What Atlanta is emphasizing here is that, no, you have to look at what happened here in the context of the bigger environment that we live in. But since the pandemic has occurred, there have been more than 3000, and now close to 4000, incidents of hate against the Asian American community. We had an administration and elected officials who repeatedly referred to this pandemic and this virus as the ‘Wuhan virus,’  the ‘China virus’ or the ‘Kung Flu,’ and therefore put a bullseye on the back of the Asian American community. We want to make sure to frame that history. 

And of course, most recently in the last few months, we have seen an increase in these hate incidents, not only in terms of the numbers, but we've seen it in terms of the severity and the violence. And yesterday's mass shooting was just really the lowest point that we've had so far.”

How do harmful stereotypes against Asian women come into play here?

“We know that under this pandemic, Asian women have been victimized twice as often as Asian men. And we know that Asian women historically in this country have been often treated as submissive, docile, weak and therefore easy to target. 

When you look at the crimes and the hate incidents that have been occurring since the pandemic began against the Asian American community, you see a pattern of perpetrators going after folks that they perceive to be somehow weak or less able to defend themselves. This would include seniors, this would include women, and these would include immigrants.”

What else are you hearing from Californians about how they're processing these attacks?

“People are shocked. They are hurt, they're scared. 
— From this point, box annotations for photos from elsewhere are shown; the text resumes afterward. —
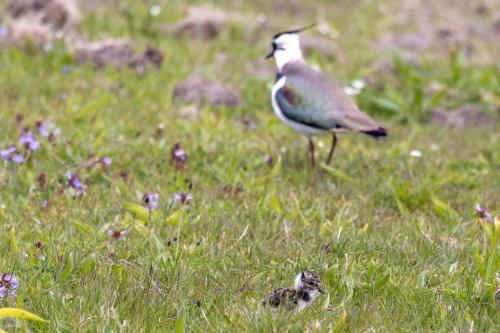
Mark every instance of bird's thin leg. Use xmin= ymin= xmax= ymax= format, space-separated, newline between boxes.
xmin=309 ymin=137 xmax=315 ymax=168
xmin=326 ymin=133 xmax=337 ymax=165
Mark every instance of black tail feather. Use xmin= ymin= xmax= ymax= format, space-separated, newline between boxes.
xmin=363 ymin=127 xmax=387 ymax=140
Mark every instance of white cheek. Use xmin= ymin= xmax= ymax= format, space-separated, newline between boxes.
xmin=295 ymin=273 xmax=303 ymax=290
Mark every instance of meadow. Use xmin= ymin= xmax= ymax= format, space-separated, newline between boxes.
xmin=0 ymin=0 xmax=500 ymax=332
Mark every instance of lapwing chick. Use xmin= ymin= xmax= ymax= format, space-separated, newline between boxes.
xmin=262 ymin=288 xmax=297 ymax=310
xmin=266 ymin=27 xmax=387 ymax=167
xmin=262 ymin=271 xmax=324 ymax=311
xmin=295 ymin=271 xmax=324 ymax=311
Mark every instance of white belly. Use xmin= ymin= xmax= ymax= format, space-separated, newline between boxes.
xmin=271 ymin=77 xmax=328 ymax=137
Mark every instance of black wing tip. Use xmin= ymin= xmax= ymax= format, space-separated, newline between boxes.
xmin=363 ymin=127 xmax=388 ymax=140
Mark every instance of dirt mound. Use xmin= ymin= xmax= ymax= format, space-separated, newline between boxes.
xmin=75 ymin=39 xmax=164 ymax=74
xmin=431 ymin=106 xmax=494 ymax=128
xmin=7 ymin=0 xmax=80 ymax=46
xmin=164 ymin=6 xmax=229 ymax=39
xmin=173 ymin=76 xmax=241 ymax=107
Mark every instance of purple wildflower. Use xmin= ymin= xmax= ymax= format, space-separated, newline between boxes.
xmin=142 ymin=193 xmax=160 ymax=210
xmin=12 ymin=153 xmax=24 ymax=164
xmin=0 ymin=145 xmax=17 ymax=162
xmin=174 ymin=193 xmax=193 ymax=205
xmin=0 ymin=24 xmax=9 ymax=39
xmin=108 ymin=229 xmax=128 ymax=242
xmin=62 ymin=65 xmax=71 ymax=74
xmin=64 ymin=171 xmax=87 ymax=196
xmin=476 ymin=204 xmax=493 ymax=222
xmin=100 ymin=156 xmax=113 ymax=168
xmin=0 ymin=145 xmax=24 ymax=164
xmin=19 ymin=132 xmax=40 ymax=151
xmin=170 ymin=142 xmax=187 ymax=169
xmin=36 ymin=121 xmax=61 ymax=138
xmin=0 ymin=273 xmax=19 ymax=299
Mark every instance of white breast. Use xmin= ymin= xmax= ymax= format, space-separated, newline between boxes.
xmin=271 ymin=77 xmax=326 ymax=137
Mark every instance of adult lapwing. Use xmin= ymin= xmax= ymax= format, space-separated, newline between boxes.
xmin=266 ymin=27 xmax=387 ymax=167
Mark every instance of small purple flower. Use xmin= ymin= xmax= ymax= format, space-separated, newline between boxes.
xmin=64 ymin=171 xmax=87 ymax=196
xmin=62 ymin=65 xmax=71 ymax=74
xmin=108 ymin=229 xmax=128 ymax=242
xmin=12 ymin=153 xmax=24 ymax=164
xmin=142 ymin=193 xmax=160 ymax=210
xmin=36 ymin=121 xmax=61 ymax=138
xmin=174 ymin=193 xmax=193 ymax=205
xmin=170 ymin=142 xmax=187 ymax=169
xmin=0 ymin=145 xmax=17 ymax=162
xmin=476 ymin=204 xmax=493 ymax=222
xmin=19 ymin=132 xmax=40 ymax=151
xmin=100 ymin=156 xmax=113 ymax=168
xmin=0 ymin=273 xmax=19 ymax=299
xmin=0 ymin=24 xmax=9 ymax=39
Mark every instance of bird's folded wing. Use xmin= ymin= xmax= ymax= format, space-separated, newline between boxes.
xmin=275 ymin=66 xmax=376 ymax=131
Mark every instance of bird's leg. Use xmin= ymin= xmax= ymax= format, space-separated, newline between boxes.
xmin=309 ymin=137 xmax=315 ymax=168
xmin=326 ymin=133 xmax=337 ymax=165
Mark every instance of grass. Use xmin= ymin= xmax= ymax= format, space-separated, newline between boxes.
xmin=0 ymin=1 xmax=500 ymax=332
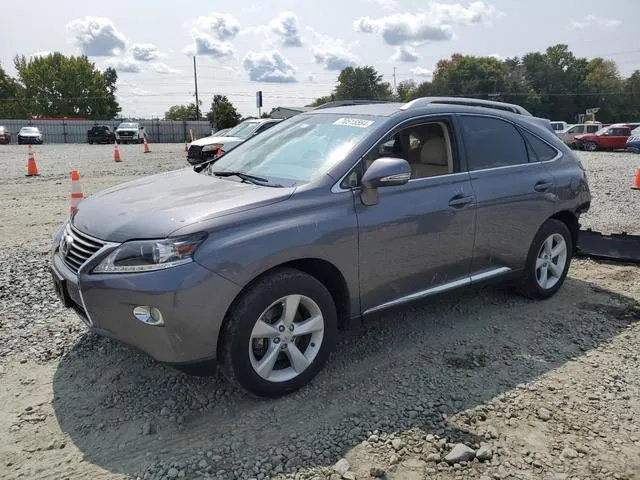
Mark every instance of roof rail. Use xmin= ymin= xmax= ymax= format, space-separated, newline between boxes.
xmin=314 ymin=100 xmax=390 ymax=110
xmin=400 ymin=97 xmax=532 ymax=117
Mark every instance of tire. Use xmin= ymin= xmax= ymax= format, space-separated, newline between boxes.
xmin=218 ymin=268 xmax=337 ymax=397
xmin=517 ymin=218 xmax=573 ymax=300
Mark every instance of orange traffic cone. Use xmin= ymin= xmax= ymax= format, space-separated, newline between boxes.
xmin=69 ymin=169 xmax=84 ymax=213
xmin=631 ymin=167 xmax=640 ymax=190
xmin=26 ymin=145 xmax=40 ymax=177
xmin=113 ymin=141 xmax=122 ymax=162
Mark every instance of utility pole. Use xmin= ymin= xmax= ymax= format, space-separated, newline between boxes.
xmin=193 ymin=55 xmax=200 ymax=120
xmin=393 ymin=67 xmax=398 ymax=93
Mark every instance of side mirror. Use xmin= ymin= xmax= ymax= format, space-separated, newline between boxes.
xmin=360 ymin=157 xmax=411 ymax=206
xmin=362 ymin=157 xmax=411 ymax=189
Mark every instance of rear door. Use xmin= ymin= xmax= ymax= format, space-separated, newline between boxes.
xmin=458 ymin=114 xmax=557 ymax=278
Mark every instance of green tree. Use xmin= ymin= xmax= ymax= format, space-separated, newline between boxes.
xmin=333 ymin=66 xmax=392 ymax=100
xmin=164 ymin=103 xmax=196 ymax=121
xmin=14 ymin=52 xmax=120 ymax=119
xmin=207 ymin=95 xmax=242 ymax=130
xmin=0 ymin=65 xmax=26 ymax=118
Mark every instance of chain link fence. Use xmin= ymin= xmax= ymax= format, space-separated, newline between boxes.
xmin=0 ymin=118 xmax=211 ymax=143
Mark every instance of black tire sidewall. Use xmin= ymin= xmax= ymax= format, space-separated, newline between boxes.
xmin=523 ymin=219 xmax=573 ymax=299
xmin=221 ymin=269 xmax=337 ymax=397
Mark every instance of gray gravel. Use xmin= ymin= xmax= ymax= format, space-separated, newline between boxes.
xmin=0 ymin=145 xmax=640 ymax=480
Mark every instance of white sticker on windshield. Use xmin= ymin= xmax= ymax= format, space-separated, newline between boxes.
xmin=333 ymin=118 xmax=375 ymax=128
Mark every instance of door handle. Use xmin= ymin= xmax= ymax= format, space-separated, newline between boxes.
xmin=533 ymin=180 xmax=553 ymax=192
xmin=449 ymin=195 xmax=474 ymax=208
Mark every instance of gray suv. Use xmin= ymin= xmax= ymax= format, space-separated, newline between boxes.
xmin=52 ymin=98 xmax=591 ymax=396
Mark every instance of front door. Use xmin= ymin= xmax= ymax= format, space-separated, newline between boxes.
xmin=354 ymin=117 xmax=475 ymax=313
xmin=458 ymin=115 xmax=558 ymax=279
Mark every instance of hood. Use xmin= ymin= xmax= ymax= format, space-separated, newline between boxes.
xmin=73 ymin=168 xmax=293 ymax=242
xmin=191 ymin=135 xmax=242 ymax=147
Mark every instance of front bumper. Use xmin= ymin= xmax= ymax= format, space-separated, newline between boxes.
xmin=51 ymin=242 xmax=240 ymax=364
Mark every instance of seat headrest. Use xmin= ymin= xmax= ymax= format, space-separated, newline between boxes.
xmin=420 ymin=137 xmax=449 ymax=166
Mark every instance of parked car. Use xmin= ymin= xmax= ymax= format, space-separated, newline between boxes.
xmin=116 ymin=122 xmax=146 ymax=143
xmin=51 ymin=97 xmax=591 ymax=396
xmin=187 ymin=118 xmax=282 ymax=165
xmin=558 ymin=123 xmax=603 ymax=148
xmin=550 ymin=121 xmax=568 ymax=133
xmin=0 ymin=125 xmax=11 ymax=145
xmin=87 ymin=125 xmax=116 ymax=145
xmin=18 ymin=127 xmax=43 ymax=145
xmin=626 ymin=127 xmax=640 ymax=153
xmin=575 ymin=123 xmax=631 ymax=152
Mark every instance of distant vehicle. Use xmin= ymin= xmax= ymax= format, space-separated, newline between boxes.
xmin=187 ymin=118 xmax=282 ymax=165
xmin=626 ymin=127 xmax=640 ymax=153
xmin=87 ymin=125 xmax=116 ymax=145
xmin=116 ymin=122 xmax=146 ymax=143
xmin=0 ymin=125 xmax=11 ymax=145
xmin=575 ymin=123 xmax=631 ymax=152
xmin=551 ymin=121 xmax=568 ymax=133
xmin=18 ymin=127 xmax=43 ymax=145
xmin=557 ymin=122 xmax=603 ymax=148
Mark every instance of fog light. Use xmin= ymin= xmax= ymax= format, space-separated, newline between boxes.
xmin=133 ymin=306 xmax=164 ymax=327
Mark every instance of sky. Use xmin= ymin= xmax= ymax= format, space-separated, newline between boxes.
xmin=0 ymin=0 xmax=640 ymax=118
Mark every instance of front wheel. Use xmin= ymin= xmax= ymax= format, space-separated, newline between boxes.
xmin=518 ymin=219 xmax=573 ymax=300
xmin=219 ymin=269 xmax=337 ymax=397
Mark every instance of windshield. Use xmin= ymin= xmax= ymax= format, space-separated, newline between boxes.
xmin=224 ymin=122 xmax=258 ymax=139
xmin=209 ymin=114 xmax=380 ymax=186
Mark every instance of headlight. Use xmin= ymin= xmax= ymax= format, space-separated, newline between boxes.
xmin=202 ymin=143 xmax=223 ymax=152
xmin=93 ymin=233 xmax=206 ymax=273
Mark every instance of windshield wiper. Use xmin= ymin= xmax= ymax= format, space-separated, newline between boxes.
xmin=212 ymin=171 xmax=282 ymax=187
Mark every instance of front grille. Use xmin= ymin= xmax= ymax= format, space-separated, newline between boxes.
xmin=60 ymin=223 xmax=104 ymax=273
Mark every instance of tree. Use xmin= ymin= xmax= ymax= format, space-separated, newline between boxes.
xmin=14 ymin=52 xmax=120 ymax=119
xmin=164 ymin=103 xmax=196 ymax=121
xmin=207 ymin=95 xmax=242 ymax=130
xmin=333 ymin=66 xmax=392 ymax=100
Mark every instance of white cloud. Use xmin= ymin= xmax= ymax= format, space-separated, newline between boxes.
xmin=307 ymin=27 xmax=358 ymax=70
xmin=104 ymin=57 xmax=140 ymax=73
xmin=153 ymin=62 xmax=180 ymax=75
xmin=129 ymin=43 xmax=161 ymax=62
xmin=183 ymin=12 xmax=240 ymax=59
xmin=570 ymin=15 xmax=622 ymax=28
xmin=362 ymin=0 xmax=398 ymax=10
xmin=268 ymin=12 xmax=302 ymax=47
xmin=67 ymin=17 xmax=127 ymax=57
xmin=391 ymin=46 xmax=420 ymax=62
xmin=411 ymin=67 xmax=433 ymax=78
xmin=353 ymin=1 xmax=499 ymax=45
xmin=242 ymin=50 xmax=297 ymax=83
xmin=193 ymin=12 xmax=240 ymax=41
xmin=183 ymin=33 xmax=235 ymax=60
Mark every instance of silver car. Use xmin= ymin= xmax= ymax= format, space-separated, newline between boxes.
xmin=51 ymin=98 xmax=591 ymax=396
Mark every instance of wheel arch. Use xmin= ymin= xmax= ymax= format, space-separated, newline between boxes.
xmin=216 ymin=258 xmax=351 ymax=360
xmin=549 ymin=210 xmax=580 ymax=252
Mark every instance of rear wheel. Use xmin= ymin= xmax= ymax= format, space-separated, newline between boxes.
xmin=518 ymin=219 xmax=573 ymax=300
xmin=220 ymin=269 xmax=337 ymax=397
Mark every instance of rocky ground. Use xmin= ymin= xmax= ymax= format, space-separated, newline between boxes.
xmin=0 ymin=145 xmax=640 ymax=480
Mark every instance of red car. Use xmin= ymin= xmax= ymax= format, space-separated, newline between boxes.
xmin=575 ymin=123 xmax=631 ymax=152
xmin=0 ymin=125 xmax=11 ymax=145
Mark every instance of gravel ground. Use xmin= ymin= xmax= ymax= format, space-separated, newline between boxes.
xmin=0 ymin=145 xmax=640 ymax=480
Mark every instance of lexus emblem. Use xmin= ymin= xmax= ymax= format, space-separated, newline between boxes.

The reason why hate attacks are elevated higher than any other kind of regular attack is because when you do a race-based attack, you're not just attacking that individual. You're attacking the entire community. I have talked to many people who feel quite scared right now, even before yesterday's attack, when we saw the spate of attacks against seniors.

I knew many seniors who have opted not to take their daily walks to the park or go to their grocery store and are just imprisoned in their house because they're too scared to come out. Now with what's happened with these mass shootings, we are seeing a lot of just shock, anger, sadness and trauma with my own staff as well.”

The group Stop AAPI Hate just released a study of all the reports of harassment it’s received in the last year. It found nearly 1,700 incidents in California. That’s everything from verbal harassment to physical assault. How does that reflect what your group has been tracking?

“We have been also collecting reports of hate incidents and hate crimes. What we've seen from our numbers is that we started collecting our tracker in 2017. At its highest between 2017 to 2019, we usually got maybe a couple of dozen reports a year in 2019. It was actually in the single digits. In 2020, we received over 300 reported incidents and then in 2021, just in the first two and a half months so far we have gotten about 80.”

Are there any specific reports in the LA area that you think highlight the problems? 

“We saw a Korean American man who was beaten in Koreatown and had his nose fractured. But when you look at the cases, what the data shows us is that in about 90% of the cases, the vast majority of cases, there are hate incidents.

There are things like verbal harassment, somebody spitting on you, somebody calling you a racial slur, which are terrible acts, but they do not lead to arrest and a criminal prosecution. What that has taught us is that it's really important to look past just hate crimes. 

And you need to look at all hate incidents and what we see — because so many of them are hate incidents as opposed to hate crimes — is that it's really important to focus on what are community-based interventions. If you rely overly on the police enforcing these, the police aren't going to be able to do much to enforce hate incidents. They will not arrest somebody for them. 

What we need to think about instead is what else can be done and what else can the police do when these hate incidents occur? … We are encouraging them if somebody reports a hate incident to them, give them resources or community-based services and resources where you're supposed to go. If you want to talk about discrimination, you can refer them to Asian Americans Advancing Justice helpline so we can provide legal services or victims advocate.”